Oregon to date has declined to recognize first-party bad faith claims against insurers, and only allowed tort claims against an insurer in limited circumstances where a special relationship existed between insured and insurer. This means that in Oregon, first-party claims against insurers have been limited to contract damages and not allowed the recovery of extra-contractual damages.
Recently, however, the Oregon Court of Appeals has for the first time allowed the pursuit of emotional distress damages against an insurer for alleged violations of Oregon insurance claims handling regulations. This change could open the door to the award of extra-contractual damages against insurers in Oregon.
In the recent case Moody v. Oregon Community Credit Union, 317 Or App 233 (2022), the Oregon Court of Appeals held that a negligence per se claim brought by an insured based on alleged violations of Oregon’s Unfair Claims Settlement Practices Statute (ORS 746.230) can give rise to emotional distress damages against an insurer who denied coverage. The court held that the violation of the Oregon Code could result in the imposition of emotional distress damages in an insurance action.

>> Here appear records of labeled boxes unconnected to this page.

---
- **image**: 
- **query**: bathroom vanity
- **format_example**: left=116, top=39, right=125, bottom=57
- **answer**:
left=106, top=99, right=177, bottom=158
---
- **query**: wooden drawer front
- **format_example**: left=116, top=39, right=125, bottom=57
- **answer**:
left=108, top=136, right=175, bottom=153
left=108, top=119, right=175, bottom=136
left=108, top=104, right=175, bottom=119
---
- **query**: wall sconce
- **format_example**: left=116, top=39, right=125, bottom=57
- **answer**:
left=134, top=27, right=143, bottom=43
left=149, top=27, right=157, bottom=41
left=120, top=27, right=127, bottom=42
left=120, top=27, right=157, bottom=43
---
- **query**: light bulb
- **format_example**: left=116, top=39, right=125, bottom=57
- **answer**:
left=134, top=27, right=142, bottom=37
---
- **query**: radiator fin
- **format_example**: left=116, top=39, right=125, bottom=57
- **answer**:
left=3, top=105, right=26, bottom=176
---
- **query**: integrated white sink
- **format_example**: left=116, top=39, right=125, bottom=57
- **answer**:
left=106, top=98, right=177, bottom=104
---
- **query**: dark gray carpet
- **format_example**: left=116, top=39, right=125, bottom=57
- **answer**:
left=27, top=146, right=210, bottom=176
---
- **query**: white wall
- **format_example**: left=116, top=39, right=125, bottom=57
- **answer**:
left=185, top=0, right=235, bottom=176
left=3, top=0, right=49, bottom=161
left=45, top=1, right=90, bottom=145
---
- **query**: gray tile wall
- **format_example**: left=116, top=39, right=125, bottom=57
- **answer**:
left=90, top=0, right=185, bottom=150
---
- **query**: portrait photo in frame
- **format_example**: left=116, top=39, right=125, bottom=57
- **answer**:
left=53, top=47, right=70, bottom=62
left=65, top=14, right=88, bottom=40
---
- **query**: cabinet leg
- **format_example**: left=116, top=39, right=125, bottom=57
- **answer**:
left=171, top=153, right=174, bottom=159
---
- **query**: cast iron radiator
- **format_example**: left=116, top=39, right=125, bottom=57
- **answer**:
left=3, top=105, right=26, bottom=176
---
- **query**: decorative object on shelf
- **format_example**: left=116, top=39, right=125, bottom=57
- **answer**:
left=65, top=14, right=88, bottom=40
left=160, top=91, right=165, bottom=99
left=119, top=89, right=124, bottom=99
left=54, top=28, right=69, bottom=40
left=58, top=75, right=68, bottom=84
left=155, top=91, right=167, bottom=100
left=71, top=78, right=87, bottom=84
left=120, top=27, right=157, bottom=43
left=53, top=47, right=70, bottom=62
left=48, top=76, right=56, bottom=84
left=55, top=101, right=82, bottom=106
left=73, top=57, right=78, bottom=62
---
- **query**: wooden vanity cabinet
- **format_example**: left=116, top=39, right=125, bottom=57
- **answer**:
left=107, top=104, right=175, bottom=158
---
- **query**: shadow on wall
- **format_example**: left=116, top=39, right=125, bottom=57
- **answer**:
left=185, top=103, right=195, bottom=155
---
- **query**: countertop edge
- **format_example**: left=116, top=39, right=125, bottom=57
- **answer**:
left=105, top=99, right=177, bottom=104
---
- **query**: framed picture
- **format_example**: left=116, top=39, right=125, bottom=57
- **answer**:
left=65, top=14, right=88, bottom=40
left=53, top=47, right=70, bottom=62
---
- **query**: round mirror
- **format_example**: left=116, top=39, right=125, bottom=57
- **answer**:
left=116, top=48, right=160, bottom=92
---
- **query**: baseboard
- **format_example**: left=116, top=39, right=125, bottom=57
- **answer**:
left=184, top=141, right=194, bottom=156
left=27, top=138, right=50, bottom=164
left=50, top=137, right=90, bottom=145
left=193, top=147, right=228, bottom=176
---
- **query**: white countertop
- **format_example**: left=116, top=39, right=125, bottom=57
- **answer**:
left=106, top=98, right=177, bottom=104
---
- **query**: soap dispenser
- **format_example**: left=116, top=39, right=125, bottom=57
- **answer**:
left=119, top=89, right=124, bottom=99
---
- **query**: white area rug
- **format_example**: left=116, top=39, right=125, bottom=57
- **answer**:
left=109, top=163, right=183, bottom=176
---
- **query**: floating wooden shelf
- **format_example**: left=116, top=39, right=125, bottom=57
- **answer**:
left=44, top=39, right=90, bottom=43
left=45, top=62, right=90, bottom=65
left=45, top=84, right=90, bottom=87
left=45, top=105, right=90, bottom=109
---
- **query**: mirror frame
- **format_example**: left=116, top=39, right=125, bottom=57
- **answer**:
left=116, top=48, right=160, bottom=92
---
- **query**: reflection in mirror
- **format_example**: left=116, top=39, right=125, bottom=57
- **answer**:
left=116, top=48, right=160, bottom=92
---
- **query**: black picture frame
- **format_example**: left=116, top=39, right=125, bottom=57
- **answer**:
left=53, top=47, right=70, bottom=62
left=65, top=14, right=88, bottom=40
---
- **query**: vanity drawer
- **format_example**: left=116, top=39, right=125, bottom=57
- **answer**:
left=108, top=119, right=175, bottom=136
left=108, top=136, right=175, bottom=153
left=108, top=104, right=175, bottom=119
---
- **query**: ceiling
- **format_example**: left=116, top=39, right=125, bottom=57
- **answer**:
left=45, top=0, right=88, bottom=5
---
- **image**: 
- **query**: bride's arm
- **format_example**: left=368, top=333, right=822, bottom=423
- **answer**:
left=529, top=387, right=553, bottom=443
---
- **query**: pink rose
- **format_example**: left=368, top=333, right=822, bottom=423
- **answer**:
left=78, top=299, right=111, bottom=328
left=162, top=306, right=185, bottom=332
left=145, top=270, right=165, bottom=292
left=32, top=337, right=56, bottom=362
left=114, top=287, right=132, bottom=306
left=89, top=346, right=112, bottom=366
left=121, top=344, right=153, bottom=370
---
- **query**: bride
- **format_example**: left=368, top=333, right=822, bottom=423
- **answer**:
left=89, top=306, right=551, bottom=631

In the Moody case, the insured was accidentally shot and killed on a hunting trip. His wife filed a claim for his life insurance benefits, which were provided by the defendant Federal Insurance Company. The defendant denied the claim, saying it fell under the exclusion for accidents caused or resulting from the insured being under the influence of alcohol or drugs.
The insured tested positive for marijuana in his autopsy. When his wife brought suit, the court granted the insurer’s motion to dismiss the causes of action for negligence per se based on Oregon’s Unfair Claims Settlement Practices Statute (ORS 746.230(1)). Negligence per se is defined as negligence where the defendant failed to comply with a statute or law, creating a presumption of negligence.
Because negligence per se awards extra-contractual damages for emotional distress, the lower court believed that such claims were not permitted under Oregon law. The Court of Appeals overturned the dismissal of the claim, holding that there was no law or precedent that required the dismissal of such a claim.
On June 23, 2022, the Oregon Supreme Court agreed to hear the case. The oral argument is currently set for November 17, 2022. Defendant has retained Bullivant Houser for the appeal, and Oregon Business & Industry and the U.S. Chamber of Commerce have engaged Quinn Emanuel to file an amicus brief asking the Court to deny the introduction of bad faith into Oregon insurance law.